Q3 was another strong quarter for emerging markets in absolute terms and its pleasing that our strategy outperformed strongly*. Our track record has been built on long-term stock driven investing with market leading ESG integration, And this quarter the number of companies that contributed to our performance, spanning numerous sectors and countries gives us confidence in the breadth of high conviction companies we are invested in.
It was a quarter where GEMs markets where less dominated by COVID-19 impacts although these still remain very influential. It was also a quarter where investors could look at top-down and bottom-up data and try to interpret that data in terms of how quickly or fully activity was bouncing back post shutdowns. But for many companies in our portfolio the Q3 outcome was better than just a bounce back.
Ultimately growth (as opposed to value) has dominated the GEMs equity market recovery this year. Many GEMs companies with world-leading IP are enjoying an acceleration in already high growth.
We have long-held conviction in areas like in-home media consumption, e-commerce, electric vehicle adoption and food delivery so it is pleasing to see the companies we own in these areas report that growth is as we speak coming through strongly. Our conversations with companies have been focused on much more than just the immediate impact of COVID (and indeed the ESG implications of this). More important to us is the long-term impact on demand and company strategy. As always, these engagements have a clear long-term lens and a strong ESG focus.

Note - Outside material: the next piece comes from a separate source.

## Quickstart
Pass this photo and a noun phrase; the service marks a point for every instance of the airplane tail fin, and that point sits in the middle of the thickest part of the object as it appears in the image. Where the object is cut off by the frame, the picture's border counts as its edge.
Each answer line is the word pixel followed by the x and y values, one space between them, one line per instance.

We weren’t very active in the portfolio which is normal. We made a small number of position size adjustments, part of which was to inflect index weight changes in companies already held. So, in this regard we are ensuring we express conviction in companies we like as conviction is a precious commodity in investing. We made no sales in the quarter and we bought just one new company which was Reliance Industries in India*. Now Reliance is an unusual company as in some regards it is an old school multi-industry company but key for us is that it is now focusing on 3 businesses going forward– a leading telecom/digital franchise, a leading omnichannel retail franchise and a profit leading refining/chemicals business. We like this strategy which makes sense to us, and this is a view backed by the very significant investment from a range of global partners the company is currently seeing in 2 of 3 of these focus areas.
I mentioned the strong performance of growth since the market lows in March and GEMs is not immune as an asset class to a revived growth vs. value debate. There are many views as to what might trigger a rotation into value sectors that have lagged yet again over the last six months.

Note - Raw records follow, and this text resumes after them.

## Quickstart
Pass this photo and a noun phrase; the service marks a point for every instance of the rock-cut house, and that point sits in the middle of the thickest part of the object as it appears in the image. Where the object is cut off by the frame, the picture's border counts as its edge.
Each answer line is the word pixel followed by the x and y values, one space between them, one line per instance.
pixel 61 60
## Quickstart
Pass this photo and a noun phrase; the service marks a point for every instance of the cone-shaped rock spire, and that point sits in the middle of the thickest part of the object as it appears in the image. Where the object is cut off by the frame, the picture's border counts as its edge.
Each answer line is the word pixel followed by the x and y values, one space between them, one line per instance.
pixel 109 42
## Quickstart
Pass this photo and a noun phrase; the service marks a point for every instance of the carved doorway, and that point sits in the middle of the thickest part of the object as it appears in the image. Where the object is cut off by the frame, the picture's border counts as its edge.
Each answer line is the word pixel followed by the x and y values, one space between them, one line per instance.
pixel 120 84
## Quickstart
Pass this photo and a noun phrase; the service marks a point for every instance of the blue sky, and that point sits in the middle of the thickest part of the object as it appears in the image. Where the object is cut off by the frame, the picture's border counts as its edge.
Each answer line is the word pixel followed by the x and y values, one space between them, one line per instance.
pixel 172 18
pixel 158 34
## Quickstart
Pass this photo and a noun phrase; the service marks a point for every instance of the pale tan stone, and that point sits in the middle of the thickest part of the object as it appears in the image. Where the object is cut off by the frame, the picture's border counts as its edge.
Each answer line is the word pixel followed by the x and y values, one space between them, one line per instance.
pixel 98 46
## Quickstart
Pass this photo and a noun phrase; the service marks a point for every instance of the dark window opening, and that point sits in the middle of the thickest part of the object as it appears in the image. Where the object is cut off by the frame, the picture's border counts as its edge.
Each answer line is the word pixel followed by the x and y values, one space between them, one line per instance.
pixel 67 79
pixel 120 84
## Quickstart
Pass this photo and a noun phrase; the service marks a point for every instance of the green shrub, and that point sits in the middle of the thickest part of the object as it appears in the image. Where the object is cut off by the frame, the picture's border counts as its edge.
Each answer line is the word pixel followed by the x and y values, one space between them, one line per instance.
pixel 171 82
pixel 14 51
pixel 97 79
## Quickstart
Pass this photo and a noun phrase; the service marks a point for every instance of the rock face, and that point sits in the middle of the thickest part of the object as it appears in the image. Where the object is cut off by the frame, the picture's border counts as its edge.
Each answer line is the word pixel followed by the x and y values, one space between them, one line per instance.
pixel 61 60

Now the Martin Currie Emerging Markets team work hard to deliver a consistent level of performance to our clients. We build a portfolio which does have a tilt towards quality and growth but has a similar valuation to the GEMs market*. This does not make us disinterested in any potential growth vs. value rotation. But it does mean we that our starting point is that we have valuation discipline. And having enough value in the portfolio should mean that performance outcomes don’t hinge in binary fashion on whether or not that market rotation takes place. Instead our performance should continue to hinge on a diverse set of GEMs companies with world-leading IP and strong ESG characteristics.
Thanks for listening.
* Source: Martin Currie, as at 30 September 2020
12-month standardised performance
|To end Q3 2020||To end Q3 2019||To end Q3 2018||To end Q3 2017||To end Q3 2016|
|MSCI Emerging Markets||10.9%||(1.6%)||(0.4%)||22.9%||17.2%|
Past performance is not a guide to future returns. The return may increase or decrease as a result of currency fluctuations.

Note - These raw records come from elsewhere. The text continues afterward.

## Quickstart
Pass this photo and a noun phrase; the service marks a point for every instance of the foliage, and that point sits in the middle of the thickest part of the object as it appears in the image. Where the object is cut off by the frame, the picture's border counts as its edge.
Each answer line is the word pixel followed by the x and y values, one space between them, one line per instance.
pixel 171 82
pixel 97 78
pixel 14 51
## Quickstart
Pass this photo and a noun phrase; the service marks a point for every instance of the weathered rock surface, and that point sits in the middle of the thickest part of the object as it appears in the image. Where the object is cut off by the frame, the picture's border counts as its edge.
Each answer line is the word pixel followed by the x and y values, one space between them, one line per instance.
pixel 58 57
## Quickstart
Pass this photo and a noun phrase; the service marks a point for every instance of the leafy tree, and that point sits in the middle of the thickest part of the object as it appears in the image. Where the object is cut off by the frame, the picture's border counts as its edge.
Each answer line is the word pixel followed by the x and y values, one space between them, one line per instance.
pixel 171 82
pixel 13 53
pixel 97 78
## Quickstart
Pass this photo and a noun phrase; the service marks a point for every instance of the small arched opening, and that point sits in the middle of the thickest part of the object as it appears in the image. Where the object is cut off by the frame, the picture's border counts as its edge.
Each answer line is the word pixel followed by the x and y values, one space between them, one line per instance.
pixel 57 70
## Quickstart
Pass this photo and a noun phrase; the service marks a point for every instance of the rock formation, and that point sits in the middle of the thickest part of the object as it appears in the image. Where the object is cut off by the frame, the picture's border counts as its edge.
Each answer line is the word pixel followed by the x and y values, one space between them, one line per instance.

Source: Martin Currie, three month period to 30 September 2020. All data presented is the Martin Currie Global Emerging Markets US$ composite. Gross data is presented without deducting investment advisory fees, broker commissions, or other expenses that reduce the return to investors. The figures provided includes the re-investment of dividends. MSCI Emerging Markets Index used as benchmark. The performance record noted above is clear representation of the Global Emerging Market strategy performance over the period shown. Performance information since inception in complete 12 month periods is available upon request.